In the past year, we’ve desperately sought connection and copresence, whether through endless Zoom meetings or a riot at the capitol. Of course, these events are sorted into affiliations that are life-affirming or malign, the constant question in the time of social distancing and conspiracy theories being, “Why are you together?” Everyone is now both detective and skeptic: perhaps you didn’t see everything on the ground, and perhaps you’re being too credulous of someone’s online account. At the same time, this epistemology of paranoia and doubt is met with a frantic will to believe, which often devolves into casting for allegiances—the no-true-Scotsman fallacy writ large. (No true populist would ever sell Gamestock, no true constitutional patriot would actually storm the Senate chamber, no true revolutionary would cast aspersion on Xi Jinping Thought.) This contradiction of skepticism and belief is often presented as a deeply American, incredibly recent phenomenon—a framing that is both ahistorical and geographically myopic.

Considering the antecedents and global breadth of the present moment, the event will begin with a screening of Nathalie Magnan’s 1996 short film Il n’y a pas de fumée sans feu, et en plus c’est vrai! (There’s No Smoke without Fire, and Besides, It’s True!). Magnan, a French media theoretician, translator, and filmmaker, was best known for her participation in early listservs and queer feminist mediajammer activism. Il n’y a pas de fumée sans feu, et en plus c’est vrai! is a dense refraction of the information landscape of the time that leapfrogs from French radio broadcasts to man-on-the-street prank interviews to clips from The Twilight Zone and Dr. Seuss’s World War II-era Private Snafu cartoons. Taxonomizing the symbols and stories of viral hearsay throughout human history, Magnan gives a portrait of le rumeur as both irresistible force and pre-internet manifestation of media literacy run amok.
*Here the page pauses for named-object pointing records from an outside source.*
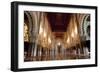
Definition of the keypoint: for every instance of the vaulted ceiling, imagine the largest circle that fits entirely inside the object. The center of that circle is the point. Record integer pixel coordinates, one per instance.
(58, 22)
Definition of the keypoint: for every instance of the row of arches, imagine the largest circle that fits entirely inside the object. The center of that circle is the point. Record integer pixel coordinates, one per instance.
(33, 51)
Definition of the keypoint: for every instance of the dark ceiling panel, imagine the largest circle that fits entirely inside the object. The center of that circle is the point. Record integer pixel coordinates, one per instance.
(58, 21)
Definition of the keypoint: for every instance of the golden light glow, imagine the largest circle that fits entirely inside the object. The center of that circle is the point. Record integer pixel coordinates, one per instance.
(72, 34)
(49, 40)
(58, 43)
(25, 32)
(68, 40)
(41, 30)
(44, 34)
(76, 30)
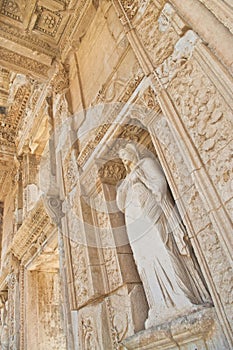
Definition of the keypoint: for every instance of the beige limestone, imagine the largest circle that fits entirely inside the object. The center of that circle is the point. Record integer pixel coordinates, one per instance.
(78, 81)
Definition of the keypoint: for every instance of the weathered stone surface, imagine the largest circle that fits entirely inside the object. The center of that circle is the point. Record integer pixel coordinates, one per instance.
(78, 81)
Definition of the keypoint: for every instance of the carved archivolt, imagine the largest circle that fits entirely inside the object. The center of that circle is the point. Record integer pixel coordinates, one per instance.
(37, 225)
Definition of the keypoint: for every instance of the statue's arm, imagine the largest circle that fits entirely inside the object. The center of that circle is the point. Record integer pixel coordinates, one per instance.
(152, 176)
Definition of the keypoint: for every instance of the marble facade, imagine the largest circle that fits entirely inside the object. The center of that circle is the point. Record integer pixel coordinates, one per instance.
(79, 81)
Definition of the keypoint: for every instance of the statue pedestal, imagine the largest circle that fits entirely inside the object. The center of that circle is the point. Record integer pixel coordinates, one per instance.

Following Magnan’s film, artists Paige K. B. and Tiffany Sia will each give presentations of found footage and media clips, tracing the distribution of psy-ops, censored messages, and subversive appeals through such varied networks as Twitter Live and The David Letterman Show. K. B. will consider the comedic angle of American manifestations of LARPing as reality, from Andy Kaufman to QAnon; Sia will examine the Rashomoning of Hong Kong protest footage and its legal implications.

The screening will be followed by a discussion with K. B. and Sia, alongside Triple Canopy senior editor Matthew Shen Goodman and Spectacle volunteer Steve Macfarlane.

Add this event to your calendar.

This public program is made possible through generous support from Jane Hait, a founding member of Triple Canopy Director’s Circle; the Andy Warhol Foundation for the Visual Arts; the Horace W. Goldsmith Foundation; the Jacques Louis Vidal Charitable Fund; the Lambent Foundation Fund of Tides Foundation; the National Endowment for the Arts; the New York City Department of Cultural Affairs in partnership with the City Council; the New York State Council on the Arts; and the Opaline Fund of the Jewish Community Endowment Federation and Endowment Fund.


Participants
  • Paige K. B. is an artist, writer, and erstwhile editor from Los Angeles. She has been an editor at Artforum and Garage, and her writing has been published in numerous magazines and books since 2013. Her recent exhibitions include an illegal installation at 13 East 31st Street and a legal one at the Canal Street Research Association, a space run by the group Shanzhai Lyric. She is currently assembling a body of work for Documenta 13.
  • Tiffany Sia an artist, filmmaker, writer, and founder of Speculative Place, a project space in Hong Kong. She is the author of Salty Wet 咸濕 (Inpatient Press, 2019) the book-length sequel, Too Salty Too Wet 更咸更濕 (Speculative Place, 2021), which serves as the basis for her exhibition “Slippery When Wet” at Artists Space. Sia is the director of the short, experimental film Never Rest/Unrest (2020), which has screened at Berwick Film & Media Arts Festival and will have its North American premiere at MoMA Documentary Fortnight. She is also part of Home Cooking, an artist collective founded by Asad Raza, and contributes to the group’s performance and reading series Hell Is a Timeline.